Ringfort (Cashel), Fanygalvan, Co. Clare
Co. Clare |
Ringforts
On the plateau edge at Fanygalvan, a stone enclosure sits half-swallowed by hazel and blackthorn, its interior so thickly overgrown that the structure can only be read properly from the western side, where the vegetation thins.
This is a cashel, a type of ringfort built from stone rather than earthen banks and ditches, and what makes it quietly odd is not just its current state of collapse but the gap between what it once was and what survives. When the antiquary Thomas Johnson Westropp visited and recorded it in 1911, he found a coarsely built fort with a terraced internal wall, a recessed platform, and a flight of steps rising from that terrace. He also found a lintelled gateway at the eastern side, already recently overthrown by his time, though enough remained for him to produce a plan and elevation of the entrance passage. A century or so later, the steps had vanished entirely from view, and the gateway survives only as two fallen lintels lying in the rubble of the passageway.

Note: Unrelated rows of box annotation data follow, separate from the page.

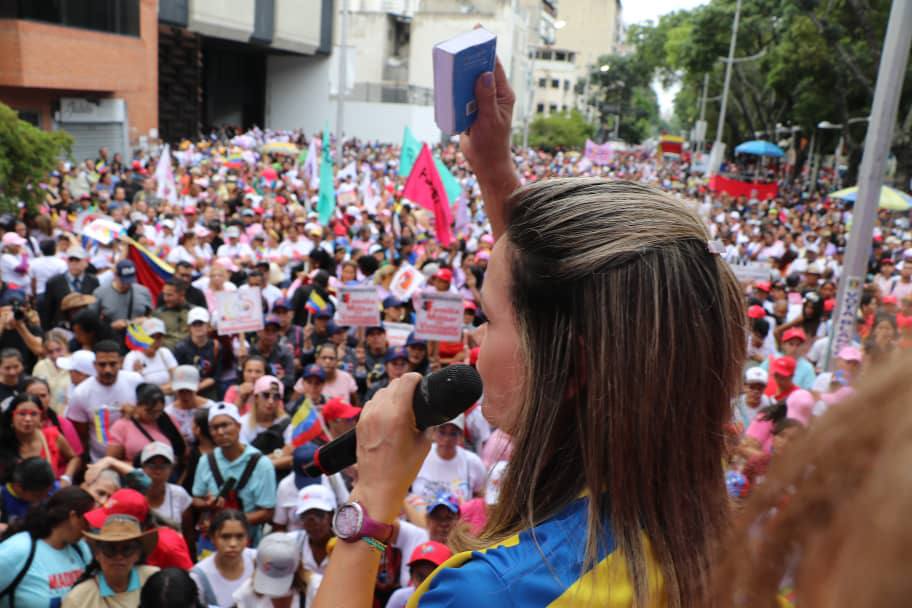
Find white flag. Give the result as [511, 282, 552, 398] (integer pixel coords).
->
[155, 144, 177, 205]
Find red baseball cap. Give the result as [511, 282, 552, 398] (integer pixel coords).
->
[322, 397, 361, 422]
[408, 540, 453, 566]
[782, 327, 807, 342]
[770, 357, 796, 377]
[747, 304, 766, 319]
[83, 488, 149, 528]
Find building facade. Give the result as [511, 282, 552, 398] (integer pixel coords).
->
[533, 0, 622, 118]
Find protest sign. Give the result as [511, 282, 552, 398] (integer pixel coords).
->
[215, 287, 263, 336]
[390, 262, 425, 302]
[415, 292, 463, 342]
[383, 321, 415, 348]
[336, 285, 380, 327]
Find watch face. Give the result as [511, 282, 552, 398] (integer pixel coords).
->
[333, 504, 363, 540]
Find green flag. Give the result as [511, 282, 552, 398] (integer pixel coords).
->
[399, 127, 421, 177]
[434, 156, 462, 207]
[317, 127, 336, 226]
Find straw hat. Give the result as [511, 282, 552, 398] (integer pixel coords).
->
[82, 514, 158, 555]
[60, 292, 97, 312]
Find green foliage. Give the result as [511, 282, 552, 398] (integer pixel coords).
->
[627, 0, 912, 181]
[529, 110, 595, 152]
[0, 103, 73, 211]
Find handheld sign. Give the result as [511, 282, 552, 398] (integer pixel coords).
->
[415, 293, 463, 342]
[215, 287, 263, 336]
[336, 285, 380, 327]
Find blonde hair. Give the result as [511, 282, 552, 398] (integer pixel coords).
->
[457, 178, 746, 607]
[714, 353, 912, 608]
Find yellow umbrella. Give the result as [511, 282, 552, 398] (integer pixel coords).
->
[830, 186, 912, 211]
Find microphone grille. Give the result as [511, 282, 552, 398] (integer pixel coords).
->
[427, 364, 482, 424]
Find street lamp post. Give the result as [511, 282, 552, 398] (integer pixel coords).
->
[826, 0, 912, 369]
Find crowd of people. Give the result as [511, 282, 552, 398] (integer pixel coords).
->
[0, 114, 912, 608]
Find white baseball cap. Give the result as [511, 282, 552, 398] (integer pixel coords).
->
[171, 365, 199, 393]
[57, 350, 95, 376]
[139, 441, 174, 464]
[253, 532, 301, 597]
[143, 317, 167, 338]
[295, 484, 336, 517]
[208, 401, 244, 424]
[744, 366, 769, 384]
[187, 306, 209, 325]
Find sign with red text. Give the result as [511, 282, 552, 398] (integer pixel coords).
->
[415, 292, 463, 342]
[336, 285, 380, 327]
[215, 287, 263, 336]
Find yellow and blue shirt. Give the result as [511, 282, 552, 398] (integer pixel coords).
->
[408, 498, 665, 608]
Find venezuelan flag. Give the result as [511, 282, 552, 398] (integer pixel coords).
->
[123, 237, 174, 302]
[291, 399, 323, 448]
[94, 406, 111, 445]
[125, 323, 152, 350]
[304, 289, 329, 315]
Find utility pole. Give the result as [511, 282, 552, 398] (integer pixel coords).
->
[827, 0, 912, 369]
[336, 0, 349, 171]
[708, 0, 741, 175]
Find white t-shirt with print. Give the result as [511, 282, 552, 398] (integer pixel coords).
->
[190, 548, 256, 608]
[65, 370, 143, 462]
[412, 444, 485, 503]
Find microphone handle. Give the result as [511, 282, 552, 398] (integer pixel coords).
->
[304, 429, 358, 477]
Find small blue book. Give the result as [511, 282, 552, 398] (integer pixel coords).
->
[434, 28, 497, 135]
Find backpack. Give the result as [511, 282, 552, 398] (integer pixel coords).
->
[206, 452, 262, 515]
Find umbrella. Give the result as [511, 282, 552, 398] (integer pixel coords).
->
[830, 186, 912, 211]
[260, 141, 298, 156]
[735, 139, 785, 158]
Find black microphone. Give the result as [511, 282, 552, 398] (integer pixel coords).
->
[304, 365, 482, 477]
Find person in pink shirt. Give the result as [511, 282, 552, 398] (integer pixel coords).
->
[106, 383, 186, 470]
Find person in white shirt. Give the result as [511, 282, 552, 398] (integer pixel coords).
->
[412, 414, 485, 504]
[190, 509, 256, 608]
[28, 239, 67, 297]
[216, 226, 253, 265]
[123, 317, 177, 395]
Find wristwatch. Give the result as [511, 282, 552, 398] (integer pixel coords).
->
[333, 502, 393, 544]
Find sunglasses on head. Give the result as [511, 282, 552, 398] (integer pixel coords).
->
[96, 541, 142, 557]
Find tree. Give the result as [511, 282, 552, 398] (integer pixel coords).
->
[529, 110, 595, 152]
[0, 103, 73, 213]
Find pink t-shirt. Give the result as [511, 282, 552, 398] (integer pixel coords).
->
[108, 414, 180, 462]
[323, 369, 358, 401]
[745, 416, 773, 454]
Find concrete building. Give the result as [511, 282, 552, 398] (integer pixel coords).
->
[534, 0, 622, 115]
[0, 0, 333, 159]
[267, 0, 556, 142]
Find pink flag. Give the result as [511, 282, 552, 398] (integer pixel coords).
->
[402, 144, 453, 247]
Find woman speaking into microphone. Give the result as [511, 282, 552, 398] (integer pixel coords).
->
[316, 63, 745, 608]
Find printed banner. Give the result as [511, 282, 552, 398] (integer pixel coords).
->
[390, 262, 425, 302]
[336, 285, 380, 327]
[415, 292, 463, 342]
[215, 287, 263, 336]
[383, 321, 415, 348]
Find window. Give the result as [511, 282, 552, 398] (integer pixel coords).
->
[3, 0, 139, 36]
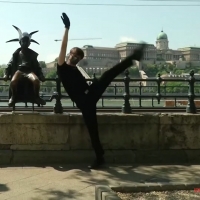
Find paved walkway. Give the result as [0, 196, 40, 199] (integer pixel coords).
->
[0, 164, 200, 200]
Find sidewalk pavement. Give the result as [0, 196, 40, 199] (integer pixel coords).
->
[0, 164, 200, 200]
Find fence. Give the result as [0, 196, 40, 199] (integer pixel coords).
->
[0, 70, 200, 113]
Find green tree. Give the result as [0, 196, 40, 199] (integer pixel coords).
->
[46, 70, 57, 78]
[39, 61, 47, 68]
[0, 68, 4, 78]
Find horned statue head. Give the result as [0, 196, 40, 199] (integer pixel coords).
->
[7, 25, 39, 44]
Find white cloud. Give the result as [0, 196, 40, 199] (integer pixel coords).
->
[120, 36, 137, 42]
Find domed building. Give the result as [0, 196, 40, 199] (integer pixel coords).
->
[156, 30, 169, 50]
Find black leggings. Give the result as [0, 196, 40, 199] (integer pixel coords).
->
[77, 57, 132, 159]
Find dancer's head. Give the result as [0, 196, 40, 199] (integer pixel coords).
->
[67, 47, 84, 66]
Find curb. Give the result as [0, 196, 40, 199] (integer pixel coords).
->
[95, 185, 121, 200]
[110, 182, 200, 193]
[95, 182, 200, 200]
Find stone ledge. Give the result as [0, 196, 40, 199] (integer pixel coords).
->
[110, 182, 200, 193]
[0, 149, 200, 165]
[95, 185, 121, 200]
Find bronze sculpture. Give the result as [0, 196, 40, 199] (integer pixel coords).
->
[4, 25, 46, 106]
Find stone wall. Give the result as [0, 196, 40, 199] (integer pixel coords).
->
[0, 113, 200, 163]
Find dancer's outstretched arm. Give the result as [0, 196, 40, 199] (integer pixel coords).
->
[58, 13, 70, 66]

The cashel is subcircular in shape, measuring roughly 33.5 metres across its longest axis, northeast to southwest. What was once a substantial stone wall, up to 2.4 metres high on the exterior and about 2 metres thick, has largely collapsed outward into a broad spread of loose stone some 6 metres wide. That spread is thought to represent the level of the original internal terrace, a ledge running around the inside of the wall that would have given the structure something of a stepped, tiered interior. The outer face of the wall still holds its line for much of the circuit, rising up to 0.8 metres above the stone spread, and the original construction is best preserved on the northern arc. A later drystone field wall has been built across the top of it between the northwest and northeast. The site appears on the Ordnance Survey six-inch maps of both 1842 and 1920, marked with hachures indicating an earthwork or enclosure. Perhaps most striking is its company: two further cashels lie within 150 metres, one to the northeast and one to the south-southwest, suggesting this corner of the plateau was once considerably more occupied than its current character of hazel wood and rough pasture would imply.